Which brings me to the current bust-up between Lewis Road Creamery and Fonterra, first reported by Liam Damm in the New Zealand Herald on 12 December (see also here and here, where the latest news is that LRC will commence legal action against Fonterra, but presumably that has more to do with packaging and less to do with shelf space). The first of those articles has the detail:
Lewis Road Creamery founder Peter Cullinane is accusing Fonterra of negotiating a "greedy" deal with supermarkets which would limit the ability of smaller dairy brands to get space in the chiller.
In an open letter to Fonterra chief executive Theo Spierings, Cullinane questions whether Fonterra is playing fair.
He said he understood that "Fonterra is looking to use its market power to introduce an exclusionary deal with supermarkets in the North Island that would all but remove non-Fonterra brands".
The deal would give Fonterra's white milk brands 95 per cent of the chiller space, he says.
This is something we should not be surprised about at all, knowing that reducing the shelf space for competing products is a viable strategy.
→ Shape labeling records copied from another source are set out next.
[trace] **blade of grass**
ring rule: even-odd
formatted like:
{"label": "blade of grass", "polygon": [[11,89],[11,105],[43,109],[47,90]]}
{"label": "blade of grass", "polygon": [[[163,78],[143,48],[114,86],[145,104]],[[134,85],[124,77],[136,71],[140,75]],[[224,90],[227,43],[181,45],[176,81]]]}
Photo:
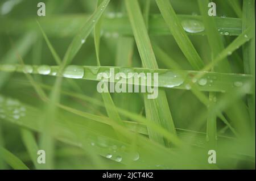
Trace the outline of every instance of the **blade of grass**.
{"label": "blade of grass", "polygon": [[103,12],[104,12],[104,10],[108,6],[109,1],[110,0],[104,0],[97,10],[86,21],[85,24],[82,27],[80,32],[73,38],[63,58],[62,64],[63,68],[64,68],[66,65],[69,64],[77,53],[78,51],[82,47],[84,41],[85,41],[87,37],[90,35],[96,23],[98,22],[102,15]]}
{"label": "blade of grass", "polygon": [[[137,0],[125,1],[130,21],[133,28],[137,48],[142,60],[143,66],[150,69],[157,69],[158,65],[152,49],[147,29]],[[144,95],[146,115],[147,119],[159,124],[174,135],[176,131],[169,106],[164,90],[159,90],[158,98],[154,100],[147,99]],[[164,142],[162,136],[148,129],[150,138],[162,144],[169,145]]]}
{"label": "blade of grass", "polygon": [[40,165],[38,163],[38,146],[33,133],[26,129],[21,129],[21,136],[22,141],[26,146],[30,158],[35,166],[36,169],[40,169]]}
{"label": "blade of grass", "polygon": [[14,169],[29,170],[19,158],[2,146],[0,146],[0,157]]}
{"label": "blade of grass", "polygon": [[156,0],[158,8],[185,57],[195,70],[204,66],[204,62],[185,32],[168,0]]}
{"label": "blade of grass", "polygon": [[[245,0],[243,1],[242,30],[246,31],[247,28],[255,24],[255,1]],[[254,26],[254,36],[249,41],[243,46],[243,58],[245,73],[251,74],[253,77],[253,92],[247,98],[249,110],[251,117],[251,128],[255,133],[255,26]]]}
{"label": "blade of grass", "polygon": [[[177,15],[180,21],[187,21],[191,19],[198,20],[201,20],[200,16],[189,15]],[[84,23],[85,19],[90,17],[88,14],[72,14],[61,15],[52,15],[46,16],[40,22],[44,28],[48,36],[57,37],[73,37],[79,32],[81,24]],[[229,32],[229,35],[222,33],[222,36],[238,36],[242,33],[242,20],[239,18],[225,18],[214,16],[213,18],[216,22],[218,29],[221,30],[221,32]],[[160,14],[150,14],[148,18],[148,32],[150,35],[163,36],[172,35],[168,25],[164,22]],[[27,31],[28,30],[37,31],[36,23],[35,19],[25,19],[22,24],[19,22],[12,19],[6,19],[2,20],[3,24],[6,25],[10,33],[19,34],[20,32]],[[71,24],[70,22],[72,23]],[[126,16],[122,18],[115,17],[114,18],[105,16],[102,21],[102,29],[105,32],[110,33],[118,32],[120,35],[132,35],[133,31],[129,23],[129,19]],[[0,32],[4,32],[0,27]],[[193,35],[205,35],[205,31],[202,31],[196,33],[189,33]]]}
{"label": "blade of grass", "polygon": [[[8,71],[10,70],[7,69],[9,66],[12,66],[15,68],[15,70],[16,72],[24,73],[23,70],[24,66],[20,65],[0,65],[0,70],[3,71]],[[38,65],[31,65],[33,68],[32,74],[39,74],[37,69]],[[59,70],[59,66],[50,66],[52,73],[57,72]],[[114,69],[115,73],[121,72],[122,68],[115,66],[81,66],[81,68],[84,70],[84,77],[81,79],[97,81],[97,76],[95,74],[92,73],[91,70],[98,69],[98,73],[106,72],[110,71],[111,68]],[[226,74],[216,72],[205,72],[201,71],[190,71],[190,70],[167,70],[167,69],[149,69],[146,68],[130,68],[131,71],[134,73],[158,73],[159,74],[159,87],[165,87],[167,89],[176,89],[187,90],[186,83],[192,82],[192,86],[196,87],[198,90],[200,91],[213,91],[213,92],[229,92],[236,89],[234,87],[234,82],[241,82],[243,85],[247,82],[251,82],[253,80],[253,77],[251,75],[240,74]],[[13,71],[13,70],[12,70]],[[196,83],[193,83],[195,78],[197,78],[197,80],[200,80],[202,77],[201,75],[204,75],[203,78],[208,79],[208,77],[213,77],[216,80],[210,83],[210,86],[202,86]],[[27,75],[27,74],[26,74]],[[56,75],[52,75],[50,73],[49,75],[57,76]],[[172,78],[174,75],[176,77]],[[47,75],[46,75],[47,76]],[[61,75],[61,77],[63,77]],[[108,80],[110,81],[110,80]],[[115,82],[117,82],[118,80],[114,80]],[[127,82],[127,81],[126,81]],[[127,83],[126,82],[123,82],[125,83]],[[134,85],[134,83],[133,83]],[[141,85],[141,84],[139,84]],[[246,87],[243,91],[245,93],[252,94],[252,90],[250,87]]]}
{"label": "blade of grass", "polygon": [[[100,6],[100,3],[102,3],[102,0],[98,1],[98,7]],[[101,21],[102,18],[100,19],[98,22],[96,23],[94,28],[94,45],[95,50],[96,52],[97,57],[97,64],[98,66],[100,66],[100,36],[101,30]],[[108,115],[109,117],[120,125],[122,125],[123,123],[118,114],[118,112],[116,110],[115,106],[113,101],[112,98],[109,92],[102,92],[101,94],[103,100],[105,104],[105,107]]]}
{"label": "blade of grass", "polygon": [[[15,45],[10,50],[7,54],[1,59],[1,64],[14,64],[18,61],[16,57],[16,52],[24,56],[30,50],[34,41],[36,35],[34,32],[28,32],[18,40]],[[4,83],[6,82],[8,78],[10,76],[10,73],[0,73],[0,89],[2,88]]]}

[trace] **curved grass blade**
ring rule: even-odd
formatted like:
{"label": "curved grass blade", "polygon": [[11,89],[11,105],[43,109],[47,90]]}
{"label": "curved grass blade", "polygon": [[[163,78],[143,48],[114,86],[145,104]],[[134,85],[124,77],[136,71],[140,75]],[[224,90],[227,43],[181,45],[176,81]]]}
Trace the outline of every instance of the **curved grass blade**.
{"label": "curved grass blade", "polygon": [[2,146],[0,146],[0,157],[14,169],[29,170],[19,158]]}
{"label": "curved grass blade", "polygon": [[[0,65],[0,71],[15,71],[24,73],[23,69],[25,66],[31,66],[33,69],[32,74],[39,74],[38,69],[40,66],[30,65]],[[109,72],[110,69],[114,69],[115,73],[122,72],[123,68],[115,66],[79,66],[79,69],[83,70],[84,74],[81,79],[97,81],[97,74],[95,74],[95,70],[97,73]],[[11,68],[11,70],[10,69]],[[50,66],[51,71],[49,75],[60,76],[55,74],[59,70],[57,66]],[[125,68],[127,69],[127,68]],[[149,69],[145,68],[128,68],[131,72],[137,73],[158,73],[158,86],[159,87],[164,87],[167,89],[176,89],[188,90],[187,85],[191,83],[192,87],[196,87],[201,91],[210,92],[229,92],[233,91],[237,88],[234,87],[234,84],[236,82],[240,82],[242,85],[245,85],[247,82],[251,82],[253,80],[253,77],[251,75],[240,74],[226,74],[216,72],[201,71],[190,71],[190,70],[167,70],[167,69]],[[201,75],[204,75],[203,77]],[[26,74],[28,75],[28,74]],[[64,77],[61,75],[61,77]],[[197,78],[197,77],[200,77]],[[201,79],[207,80],[206,84],[201,86]],[[114,79],[115,82],[118,82],[119,80]],[[205,80],[203,80],[205,81]],[[110,80],[108,80],[110,81]],[[127,82],[127,81],[126,81]],[[126,82],[122,82],[127,83]],[[134,84],[134,83],[133,83]],[[139,84],[141,86],[141,84]],[[188,87],[190,88],[190,87]],[[238,87],[237,88],[239,88]],[[252,94],[253,91],[251,87],[245,87],[243,89],[245,93]]]}
{"label": "curved grass blade", "polygon": [[[16,52],[21,56],[24,56],[30,50],[34,42],[36,40],[36,35],[34,32],[28,32],[24,35],[20,39],[18,40],[17,43],[7,54],[1,59],[0,63],[2,64],[15,64],[18,61],[16,57]],[[3,87],[4,83],[7,81],[10,73],[0,73],[0,89]]]}
{"label": "curved grass blade", "polygon": [[[200,16],[189,15],[177,15],[180,22],[195,19],[201,21]],[[88,19],[88,14],[72,14],[61,15],[52,15],[51,18],[44,17],[40,20],[42,26],[44,28],[46,33],[48,36],[57,37],[73,37],[78,32],[81,24],[84,23],[85,19]],[[214,16],[213,18],[216,22],[218,29],[221,30],[220,34],[223,36],[238,36],[242,33],[242,20],[239,18],[225,18]],[[36,23],[34,19],[27,19],[20,24],[16,20],[6,19],[2,20],[3,24],[6,24],[11,33],[19,34],[20,32],[27,31],[28,30],[37,31]],[[70,22],[72,23],[71,24]],[[0,32],[4,32],[0,27]],[[129,24],[128,18],[125,15],[123,17],[110,18],[108,16],[103,17],[102,30],[105,33],[118,32],[121,36],[131,36],[133,31]],[[229,35],[224,33],[229,32]],[[168,25],[164,22],[160,14],[150,14],[148,17],[148,33],[154,36],[172,35]],[[186,32],[189,35],[206,35],[205,31],[191,33]]]}
{"label": "curved grass blade", "polygon": [[185,32],[168,0],[156,0],[161,14],[185,57],[195,70],[204,66],[204,62]]}
{"label": "curved grass blade", "polygon": [[97,10],[93,13],[92,16],[87,20],[85,24],[82,27],[80,32],[73,39],[69,45],[68,50],[63,58],[62,68],[64,68],[67,64],[69,64],[75,57],[78,51],[86,40],[93,30],[96,23],[100,19],[100,17],[106,8],[110,0],[104,0],[99,6]]}

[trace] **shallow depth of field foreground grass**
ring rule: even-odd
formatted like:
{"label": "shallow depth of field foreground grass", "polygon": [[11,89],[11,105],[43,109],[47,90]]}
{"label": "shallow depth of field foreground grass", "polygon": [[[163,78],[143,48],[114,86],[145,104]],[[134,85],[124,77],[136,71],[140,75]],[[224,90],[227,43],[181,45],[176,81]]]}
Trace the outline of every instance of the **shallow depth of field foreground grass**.
{"label": "shallow depth of field foreground grass", "polygon": [[255,0],[213,2],[1,1],[0,169],[255,169]]}

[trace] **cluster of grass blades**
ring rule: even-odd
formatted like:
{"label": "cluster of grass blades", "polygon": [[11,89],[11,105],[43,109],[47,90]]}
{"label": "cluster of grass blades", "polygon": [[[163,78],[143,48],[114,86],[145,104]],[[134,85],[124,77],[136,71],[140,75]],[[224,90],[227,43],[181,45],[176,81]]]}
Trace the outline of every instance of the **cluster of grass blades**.
{"label": "cluster of grass blades", "polygon": [[[0,169],[255,169],[255,1],[233,1],[0,3]],[[110,70],[158,73],[158,98],[98,92]]]}

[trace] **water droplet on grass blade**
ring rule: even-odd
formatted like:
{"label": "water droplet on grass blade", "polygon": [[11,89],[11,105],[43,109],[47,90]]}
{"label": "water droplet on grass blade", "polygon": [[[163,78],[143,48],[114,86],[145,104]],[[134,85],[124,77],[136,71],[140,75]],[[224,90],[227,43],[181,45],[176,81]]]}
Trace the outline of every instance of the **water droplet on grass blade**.
{"label": "water droplet on grass blade", "polygon": [[33,72],[33,67],[31,65],[25,65],[23,70],[25,74],[31,74]]}
{"label": "water droplet on grass blade", "polygon": [[236,87],[242,87],[243,86],[243,83],[242,82],[237,81],[234,82],[234,86]]}
{"label": "water droplet on grass blade", "polygon": [[200,86],[205,86],[207,83],[207,79],[205,78],[201,78],[198,82]]}
{"label": "water droplet on grass blade", "polygon": [[108,154],[106,155],[106,158],[112,158],[112,155],[111,154]]}
{"label": "water droplet on grass blade", "polygon": [[181,25],[186,32],[191,33],[200,33],[205,30],[203,22],[195,19],[183,20]]}
{"label": "water droplet on grass blade", "polygon": [[5,71],[13,72],[16,70],[16,66],[14,65],[2,65],[1,68]]}
{"label": "water droplet on grass blade", "polygon": [[187,84],[185,86],[187,90],[191,90],[191,86],[189,84]]}
{"label": "water droplet on grass blade", "polygon": [[134,161],[138,160],[139,158],[139,153],[134,153],[133,157],[133,160]]}
{"label": "water droplet on grass blade", "polygon": [[77,65],[68,66],[63,71],[63,77],[70,78],[82,78],[84,74],[84,68]]}
{"label": "water droplet on grass blade", "polygon": [[42,75],[48,75],[51,73],[51,68],[48,65],[41,65],[38,68],[38,71]]}
{"label": "water droplet on grass blade", "polygon": [[121,162],[122,161],[122,158],[121,157],[118,156],[118,157],[117,157],[117,158],[115,158],[115,160],[118,162]]}
{"label": "water droplet on grass blade", "polygon": [[82,40],[81,40],[81,43],[82,44],[83,44],[84,43],[85,43],[85,41],[86,41],[86,40],[85,40],[85,39],[82,39]]}

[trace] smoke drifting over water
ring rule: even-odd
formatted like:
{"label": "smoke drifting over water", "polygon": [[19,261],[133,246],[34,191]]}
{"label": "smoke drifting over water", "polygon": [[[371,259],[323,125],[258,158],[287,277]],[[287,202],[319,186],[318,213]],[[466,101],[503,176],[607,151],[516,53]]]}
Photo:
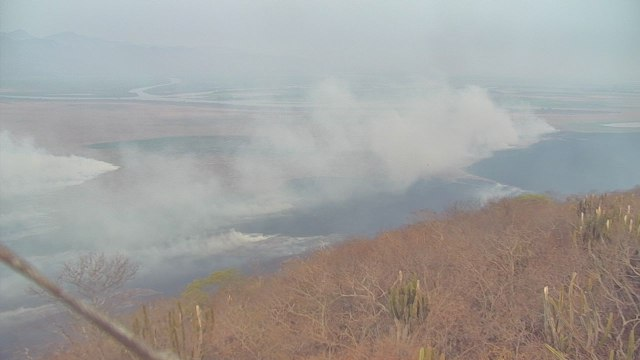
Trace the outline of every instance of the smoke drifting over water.
{"label": "smoke drifting over water", "polygon": [[103,161],[51,155],[29,140],[16,140],[7,131],[0,133],[0,198],[78,185],[116,169]]}
{"label": "smoke drifting over water", "polygon": [[[329,79],[302,110],[255,112],[243,137],[100,143],[78,148],[83,156],[3,132],[3,241],[50,274],[81,252],[123,252],[142,263],[140,284],[173,289],[212,266],[297,254],[465,197],[517,193],[465,178],[465,168],[553,131],[478,87],[384,98]],[[182,270],[167,274],[167,262]],[[23,305],[19,279],[1,269],[0,278],[0,311]]]}

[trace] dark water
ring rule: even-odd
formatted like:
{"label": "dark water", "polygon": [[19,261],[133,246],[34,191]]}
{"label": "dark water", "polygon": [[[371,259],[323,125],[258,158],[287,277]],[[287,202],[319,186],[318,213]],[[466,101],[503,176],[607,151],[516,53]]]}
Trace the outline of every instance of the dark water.
{"label": "dark water", "polygon": [[538,193],[630,189],[640,185],[640,132],[560,132],[528,148],[500,151],[469,171]]}

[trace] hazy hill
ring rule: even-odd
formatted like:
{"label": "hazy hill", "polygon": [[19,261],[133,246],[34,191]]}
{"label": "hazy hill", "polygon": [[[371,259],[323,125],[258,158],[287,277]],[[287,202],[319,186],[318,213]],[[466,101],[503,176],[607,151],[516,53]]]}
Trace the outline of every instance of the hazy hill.
{"label": "hazy hill", "polygon": [[295,66],[281,56],[223,48],[158,47],[107,41],[71,32],[43,38],[0,33],[0,87],[95,91],[129,88],[169,77],[216,80],[274,76]]}

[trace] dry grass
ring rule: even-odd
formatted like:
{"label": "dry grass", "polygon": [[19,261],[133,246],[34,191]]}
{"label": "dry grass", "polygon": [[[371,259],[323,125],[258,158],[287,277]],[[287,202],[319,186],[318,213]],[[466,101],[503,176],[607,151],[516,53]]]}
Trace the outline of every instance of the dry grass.
{"label": "dry grass", "polygon": [[[416,359],[432,346],[447,359],[637,359],[638,209],[640,189],[586,201],[506,199],[290,260],[202,304],[215,321],[199,335],[198,358]],[[388,307],[399,270],[428,299],[426,319],[401,340]],[[175,306],[150,305],[150,327],[170,331],[162,324]],[[185,342],[197,334],[186,331]]]}

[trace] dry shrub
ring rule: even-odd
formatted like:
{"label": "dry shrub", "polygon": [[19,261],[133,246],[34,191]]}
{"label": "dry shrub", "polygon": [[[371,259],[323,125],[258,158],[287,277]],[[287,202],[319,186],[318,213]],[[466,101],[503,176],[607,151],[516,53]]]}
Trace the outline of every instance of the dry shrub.
{"label": "dry shrub", "polygon": [[[574,273],[580,289],[591,281],[591,315],[614,314],[616,335],[589,348],[587,329],[565,324],[574,335],[560,350],[623,358],[625,340],[640,332],[640,191],[592,202],[610,215],[606,231],[589,228],[604,234],[597,239],[586,240],[579,199],[526,196],[354,239],[227,284],[211,299],[216,320],[204,358],[407,359],[432,346],[447,359],[554,359],[543,289],[557,299]],[[388,309],[398,271],[420,280],[429,308],[401,341]]]}

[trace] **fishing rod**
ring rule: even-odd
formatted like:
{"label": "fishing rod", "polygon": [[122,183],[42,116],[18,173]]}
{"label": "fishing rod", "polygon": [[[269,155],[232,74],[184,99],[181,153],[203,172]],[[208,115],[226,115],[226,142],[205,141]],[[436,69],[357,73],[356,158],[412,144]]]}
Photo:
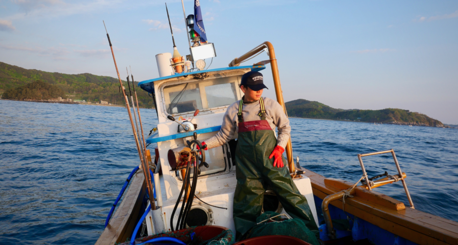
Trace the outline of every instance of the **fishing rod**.
{"label": "fishing rod", "polygon": [[167,18],[169,18],[169,25],[170,25],[170,32],[172,33],[172,41],[173,41],[173,48],[176,48],[175,45],[175,39],[173,38],[173,31],[172,30],[172,24],[170,23],[170,16],[169,16],[169,9],[167,8],[167,3],[166,2],[166,10],[167,11]]}
{"label": "fishing rod", "polygon": [[[130,65],[129,66],[129,68],[130,68],[130,76],[132,77],[132,86],[134,88],[134,94],[135,95],[135,100],[137,101],[137,113],[138,113],[138,120],[140,122],[140,128],[142,129],[142,139],[143,140],[143,146],[145,147],[145,151],[146,151],[146,146],[145,142],[145,134],[143,133],[143,124],[142,124],[142,118],[140,117],[140,108],[138,105],[138,98],[137,97],[137,91],[135,91],[135,84],[134,83],[134,75],[132,74],[132,68],[130,67]],[[126,69],[127,69],[127,68],[126,68]],[[156,101],[155,101],[154,102],[155,103]],[[156,166],[156,168],[158,169],[155,170],[159,171],[159,168],[158,166]]]}
{"label": "fishing rod", "polygon": [[[137,115],[135,114],[135,103],[134,103],[134,98],[132,97],[132,91],[130,90],[130,84],[129,83],[130,81],[129,81],[129,71],[127,71],[127,67],[126,67],[125,68],[125,71],[127,73],[127,86],[129,87],[129,94],[130,95],[130,99],[131,100],[132,100],[132,107],[134,111],[134,119],[135,119],[135,127],[137,128],[137,137],[138,137],[139,140],[140,141],[140,132],[138,128],[139,128],[138,122],[137,122]],[[133,85],[133,84],[132,84],[132,85]],[[137,102],[137,106],[138,106],[138,102]],[[141,122],[140,122],[140,124],[142,124]],[[142,134],[143,133],[143,132],[142,132]],[[145,150],[146,150],[146,149],[145,148],[145,147],[144,147],[144,146],[145,146],[145,144],[143,144],[142,145],[142,141],[140,141],[140,147],[142,149],[142,153],[143,153],[144,157],[145,157],[145,159],[147,160],[147,159],[146,158],[146,154],[145,152]]]}
{"label": "fishing rod", "polygon": [[121,77],[119,74],[119,71],[118,70],[118,65],[116,64],[116,59],[115,58],[115,52],[113,51],[113,45],[111,44],[111,41],[110,40],[110,35],[108,35],[108,31],[107,30],[106,25],[105,25],[105,21],[103,21],[103,26],[105,26],[105,30],[107,33],[107,37],[108,38],[108,43],[110,44],[110,48],[111,49],[111,54],[113,56],[113,61],[115,62],[115,67],[116,68],[116,73],[118,74],[118,79],[119,79],[120,84],[122,87],[122,95],[124,96],[124,100],[125,102],[126,107],[127,109],[127,113],[129,114],[129,119],[130,120],[130,125],[132,126],[132,131],[134,134],[134,138],[135,139],[135,144],[137,145],[137,150],[138,151],[138,155],[140,158],[140,162],[143,167],[143,173],[145,174],[145,180],[146,184],[146,189],[148,190],[148,193],[149,196],[149,201],[151,203],[151,209],[156,210],[156,204],[154,203],[154,196],[153,193],[153,188],[151,186],[151,175],[149,174],[149,167],[148,166],[148,163],[146,162],[145,159],[143,157],[140,145],[139,142],[138,138],[137,137],[137,134],[135,133],[135,128],[134,126],[134,121],[132,119],[132,114],[130,113],[130,107],[129,106],[129,99],[127,98],[127,96],[126,95],[125,88],[122,86],[122,81],[121,80]]}

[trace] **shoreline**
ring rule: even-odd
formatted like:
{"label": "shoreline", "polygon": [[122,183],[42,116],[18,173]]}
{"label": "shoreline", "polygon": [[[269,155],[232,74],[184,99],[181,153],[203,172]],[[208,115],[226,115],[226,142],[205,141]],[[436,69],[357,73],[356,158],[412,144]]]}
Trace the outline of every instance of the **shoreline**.
{"label": "shoreline", "polygon": [[448,125],[443,124],[444,126],[443,127],[437,127],[435,126],[429,126],[428,125],[421,125],[418,124],[415,124],[412,122],[363,122],[363,121],[355,121],[352,120],[335,120],[335,119],[321,119],[321,118],[298,118],[296,117],[288,117],[289,118],[298,118],[300,119],[310,119],[312,120],[326,120],[330,121],[336,121],[336,122],[362,122],[364,123],[369,123],[375,125],[398,125],[399,126],[417,126],[419,127],[437,127],[439,128],[455,128],[457,129],[457,128],[452,127]]}
{"label": "shoreline", "polygon": [[[99,106],[112,106],[115,107],[124,107],[125,106],[124,105],[114,105],[114,104],[93,104],[90,103],[88,104],[87,103],[76,103],[74,102],[69,102],[69,101],[49,101],[49,100],[16,100],[16,99],[7,99],[4,98],[0,98],[1,100],[10,100],[14,101],[24,101],[24,102],[37,102],[39,103],[59,103],[59,104],[76,104],[76,105],[96,105]],[[151,107],[140,107],[142,109],[155,109],[155,108]],[[363,122],[365,123],[370,123],[370,124],[375,124],[376,125],[383,125],[384,124],[388,124],[388,125],[399,125],[401,126],[418,126],[421,127],[437,127],[441,128],[455,128],[457,129],[457,128],[452,127],[450,126],[448,126],[446,124],[443,124],[444,126],[443,127],[436,127],[434,126],[429,126],[427,125],[420,125],[418,124],[415,124],[411,122],[385,122],[385,123],[383,122],[362,122],[362,121],[355,121],[352,120],[335,120],[335,119],[322,119],[322,118],[299,118],[297,117],[288,117],[289,118],[298,118],[300,119],[310,119],[312,120],[327,120],[327,121],[337,121],[337,122]]]}
{"label": "shoreline", "polygon": [[[115,107],[124,107],[125,108],[125,106],[124,105],[118,105],[118,104],[93,104],[90,103],[88,104],[87,103],[77,103],[74,102],[69,102],[69,101],[59,101],[58,100],[22,100],[18,99],[7,99],[5,98],[0,98],[0,100],[10,100],[12,101],[23,101],[23,102],[36,102],[38,103],[55,103],[55,104],[72,104],[72,105],[97,105],[99,106],[112,106]],[[150,107],[140,107],[142,109],[155,109],[154,108],[150,108]]]}

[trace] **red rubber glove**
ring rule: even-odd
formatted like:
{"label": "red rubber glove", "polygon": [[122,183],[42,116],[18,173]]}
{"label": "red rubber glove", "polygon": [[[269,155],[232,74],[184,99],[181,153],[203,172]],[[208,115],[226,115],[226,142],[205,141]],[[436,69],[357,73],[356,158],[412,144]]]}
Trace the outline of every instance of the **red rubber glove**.
{"label": "red rubber glove", "polygon": [[272,153],[270,153],[270,155],[269,156],[269,159],[272,159],[272,157],[275,157],[275,159],[273,161],[273,167],[276,167],[277,168],[283,167],[283,160],[282,159],[282,154],[283,153],[284,151],[285,151],[285,149],[280,146],[277,146],[274,148],[273,150],[272,151]]}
The supermarkets gave the following responses:
Yesterday a representative for the Countdown supermarket chain said it was not involved in any deal with Fonterra.
"Countdown does not have any deal with Fonterra of this nature, and would not enter into any agreement like this," said Countdown general manager merchandise, Chris Fisher. "We treat all of our suppliers fairly and shelf space is determined based on the merit and popularity of each product," Fisher said.
A spokesperson for Foodstuffs North Island said the company had "an agreement in place with Fonterra, as we do with other suppliers including Lewis Road Creamery, to supply a range of dairy products, the terms of our supplier agreements are confidential".
I'd be more surprised if the supermarkets weren't negotiating deals with suppliers where a single supplier provides multiple competing products, especially if they involve side-payments from the suppliers. The fewer suppliers the supermarket chains have to deal with, the simpler (and therefore less costly) their logistics will be. Everybody wins. Well, everybody but the consumer who wants fair competition that leads to a variety of products and low prices.

Ultimately though, there may be a question for the Commerce Commission as to whether these agreements over-step the mark in terms of reducing competition. It will be interesting to see how this story progresses in the new year.